The World Health Organization now recommends COVID-19 boosters, reversing a previous recommendation.
The World Health Organization organized an expert committee on Tuesday that “strongly advocates prompt and broad access” to booster doses, reversing the UN agency’s prior position that boosters were unnecessary and contributed to vaccine inequities.
WHO said in a statement that its expert group decided that immunization with approved COVID-19 vaccines provides high levels of protection against severe disease and death in the face of the highly contagious Omicron variant’s global spread.
Vaccination, including boosters, was especially beneficial for patients at risk of severe illness, according to the report.
Last year, while dozens of nations began delivering booster doses, WHO Director-General Tedros Adhanom Ghebreyesus called for a ban on booster doses, suggesting that wealthier countries should instead provide vaccines to needy ones.
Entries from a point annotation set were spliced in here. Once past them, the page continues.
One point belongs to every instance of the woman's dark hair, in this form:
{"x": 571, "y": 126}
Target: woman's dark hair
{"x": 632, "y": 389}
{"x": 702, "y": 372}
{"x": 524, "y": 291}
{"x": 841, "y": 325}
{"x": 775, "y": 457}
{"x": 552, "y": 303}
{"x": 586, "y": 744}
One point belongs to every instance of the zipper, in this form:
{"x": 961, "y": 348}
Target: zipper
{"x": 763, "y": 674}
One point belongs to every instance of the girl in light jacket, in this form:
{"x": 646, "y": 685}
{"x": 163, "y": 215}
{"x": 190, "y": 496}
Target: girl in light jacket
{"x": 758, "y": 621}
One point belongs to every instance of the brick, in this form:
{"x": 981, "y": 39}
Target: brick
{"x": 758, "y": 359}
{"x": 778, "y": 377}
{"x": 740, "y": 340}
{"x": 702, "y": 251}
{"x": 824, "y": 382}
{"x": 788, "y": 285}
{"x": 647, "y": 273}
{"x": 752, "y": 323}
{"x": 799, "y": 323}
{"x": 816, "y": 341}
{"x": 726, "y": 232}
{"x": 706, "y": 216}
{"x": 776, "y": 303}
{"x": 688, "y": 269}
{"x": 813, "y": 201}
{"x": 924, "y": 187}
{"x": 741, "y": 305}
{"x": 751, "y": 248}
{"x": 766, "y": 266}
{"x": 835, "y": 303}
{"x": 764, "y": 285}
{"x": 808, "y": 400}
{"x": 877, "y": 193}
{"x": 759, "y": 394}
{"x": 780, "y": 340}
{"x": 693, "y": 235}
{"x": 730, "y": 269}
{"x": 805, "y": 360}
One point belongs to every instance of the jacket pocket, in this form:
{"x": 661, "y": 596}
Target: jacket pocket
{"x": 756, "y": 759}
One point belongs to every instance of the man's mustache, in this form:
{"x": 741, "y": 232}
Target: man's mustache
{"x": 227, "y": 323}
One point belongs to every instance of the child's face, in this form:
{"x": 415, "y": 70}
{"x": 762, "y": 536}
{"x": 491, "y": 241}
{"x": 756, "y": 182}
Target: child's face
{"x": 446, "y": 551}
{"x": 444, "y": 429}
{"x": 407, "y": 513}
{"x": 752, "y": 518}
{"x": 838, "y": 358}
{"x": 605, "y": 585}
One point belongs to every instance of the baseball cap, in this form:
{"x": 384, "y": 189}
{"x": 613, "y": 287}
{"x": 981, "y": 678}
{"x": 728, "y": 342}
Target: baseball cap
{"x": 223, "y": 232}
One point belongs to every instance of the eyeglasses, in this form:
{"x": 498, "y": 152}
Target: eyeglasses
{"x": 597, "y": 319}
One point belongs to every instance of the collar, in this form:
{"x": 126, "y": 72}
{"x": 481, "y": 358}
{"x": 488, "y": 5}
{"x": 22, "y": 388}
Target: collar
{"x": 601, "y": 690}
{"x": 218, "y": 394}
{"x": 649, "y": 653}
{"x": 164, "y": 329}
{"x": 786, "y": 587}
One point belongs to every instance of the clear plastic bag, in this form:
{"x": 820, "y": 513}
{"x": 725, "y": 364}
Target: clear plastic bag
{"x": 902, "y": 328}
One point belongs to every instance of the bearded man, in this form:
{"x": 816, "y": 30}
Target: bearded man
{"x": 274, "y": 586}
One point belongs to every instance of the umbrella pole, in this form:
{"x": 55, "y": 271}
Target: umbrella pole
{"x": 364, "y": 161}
At the time, WHO scientists stated that they would continue to analyze new evidence.
Booster doses of approved vaccines have since been confirmed in numerous scientific trials to help restore fading immunity and protect against serious COVID-19. Booster programs in wealthy countries such as the United Kingdom, Canada, and the United States are credited with preventing Omicron diseases from spreading to hospitals and cemeteries.
WHO said it is continuing to monitor Omicron’s global spread, including a “stealth” variant known as BA.2, which has been recorded to re-infect some persons after an initial Omicron infection. There is conflicting evidence as to whether it produces more severe disease, but immunizations appear to be equally effective.
The latest COVID-19 vaccinations, according to WHO, are all based on the strain that was first discovered in Wuhan, China, more than three years ago.
“Since then, there has been continual and significant virus evolution, and this evolution is likely to continue, leading in the creation of new variations,” the agency added. It went on to say that coronavirus vaccinations would almost certainly need to be modified.